If we read Gone with the Wind, we might conclude that no white master in his right mind would father children by an enslaved woman. If we read Beloved, we might conclude that no black woman in her right mind would submit to a master's embrace. Gordon-Reed argues that history is both immeasurably more complicated than fiction, and at the same time quite a bit simpler. Within the tortuous and self-serving rhetorical and legal structures of American slavery, people often established relationships across the color line. Those relationships worked for them and for their families. Life was very, very far from fair or perfect for these people, least of all for slaves. But life went on, as it tends to do, faute de mieux. So it did for Sally Hemings and Thomas Jefferson, and for their related children and siblings and cousins.

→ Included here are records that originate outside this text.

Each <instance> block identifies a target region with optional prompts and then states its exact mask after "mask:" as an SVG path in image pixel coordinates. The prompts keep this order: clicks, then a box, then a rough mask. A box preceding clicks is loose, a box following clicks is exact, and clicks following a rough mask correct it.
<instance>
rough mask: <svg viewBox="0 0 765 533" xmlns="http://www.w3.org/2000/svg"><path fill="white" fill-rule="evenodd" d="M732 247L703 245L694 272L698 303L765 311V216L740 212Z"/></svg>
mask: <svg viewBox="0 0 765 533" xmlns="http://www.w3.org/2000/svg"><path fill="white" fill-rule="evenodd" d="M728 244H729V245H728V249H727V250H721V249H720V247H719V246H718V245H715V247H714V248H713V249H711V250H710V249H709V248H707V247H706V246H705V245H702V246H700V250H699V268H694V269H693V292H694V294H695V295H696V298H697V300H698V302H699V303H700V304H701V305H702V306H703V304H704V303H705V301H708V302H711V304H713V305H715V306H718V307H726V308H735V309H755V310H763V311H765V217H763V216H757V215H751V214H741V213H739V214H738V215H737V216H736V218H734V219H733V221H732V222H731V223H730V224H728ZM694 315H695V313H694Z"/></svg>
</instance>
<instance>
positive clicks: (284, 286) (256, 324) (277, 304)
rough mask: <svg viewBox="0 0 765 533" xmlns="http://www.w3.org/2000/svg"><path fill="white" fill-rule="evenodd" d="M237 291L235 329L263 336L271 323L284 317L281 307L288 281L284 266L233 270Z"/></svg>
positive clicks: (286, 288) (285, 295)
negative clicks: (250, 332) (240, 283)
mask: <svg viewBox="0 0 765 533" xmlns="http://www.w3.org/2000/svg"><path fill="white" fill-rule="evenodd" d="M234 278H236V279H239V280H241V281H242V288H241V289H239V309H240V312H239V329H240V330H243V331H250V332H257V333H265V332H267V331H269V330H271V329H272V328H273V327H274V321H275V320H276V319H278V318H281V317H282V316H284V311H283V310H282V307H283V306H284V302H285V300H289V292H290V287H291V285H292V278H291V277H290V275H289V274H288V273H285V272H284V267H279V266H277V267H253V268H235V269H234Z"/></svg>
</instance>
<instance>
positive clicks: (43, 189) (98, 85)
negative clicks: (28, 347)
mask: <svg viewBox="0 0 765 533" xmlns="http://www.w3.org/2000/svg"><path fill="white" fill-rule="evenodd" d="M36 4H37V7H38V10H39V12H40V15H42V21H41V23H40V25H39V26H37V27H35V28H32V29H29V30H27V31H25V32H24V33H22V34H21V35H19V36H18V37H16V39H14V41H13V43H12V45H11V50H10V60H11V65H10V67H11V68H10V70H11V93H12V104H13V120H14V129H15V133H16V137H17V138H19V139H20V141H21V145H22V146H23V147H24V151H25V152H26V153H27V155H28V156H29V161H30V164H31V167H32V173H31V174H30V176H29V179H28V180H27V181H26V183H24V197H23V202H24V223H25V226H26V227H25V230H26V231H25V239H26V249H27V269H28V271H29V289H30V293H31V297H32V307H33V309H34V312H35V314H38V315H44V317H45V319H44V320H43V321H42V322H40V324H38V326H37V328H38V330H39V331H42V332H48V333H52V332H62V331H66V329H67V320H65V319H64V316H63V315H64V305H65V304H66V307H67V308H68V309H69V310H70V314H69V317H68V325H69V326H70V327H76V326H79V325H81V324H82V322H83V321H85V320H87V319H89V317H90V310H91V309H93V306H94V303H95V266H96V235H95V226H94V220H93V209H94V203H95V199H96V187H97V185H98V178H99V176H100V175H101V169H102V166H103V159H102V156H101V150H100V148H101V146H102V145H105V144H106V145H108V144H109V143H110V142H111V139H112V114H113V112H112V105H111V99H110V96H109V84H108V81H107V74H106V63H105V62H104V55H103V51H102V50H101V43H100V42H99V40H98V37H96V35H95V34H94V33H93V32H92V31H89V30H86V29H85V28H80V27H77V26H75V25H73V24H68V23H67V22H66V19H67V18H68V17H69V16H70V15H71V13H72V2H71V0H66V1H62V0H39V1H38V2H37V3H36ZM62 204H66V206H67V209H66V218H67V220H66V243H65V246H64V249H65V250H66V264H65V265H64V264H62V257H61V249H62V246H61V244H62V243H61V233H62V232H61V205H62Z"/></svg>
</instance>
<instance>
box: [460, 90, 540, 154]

Vladimir Nabokov once said that only a few subjects were "utterly taboo" in American culture, one of them being "a Negro-White marriage which is a complete and glorious success resulting in lots of children and grandchildren." The Hemings-Jefferson relationship was neither a legal marriage nor a glorious success. But it certainly resulted in lots of children and grandchildren, all of whom lived and struggled on as free people after Jefferson emancipated them. As Gordon-Reed continually points out, their story is hardly typical of chattel slavery in the United States. It survives today only because Jefferson was a statesman of exceptional interest. But in all its contingencies and unfathomable twists and turns, it is a story that, in Gordon-Reed's hands, has the ring of truth.

Gordon-Reed, Annette. The Hemingses of Monticello: An American family. New York: Norton, 2008.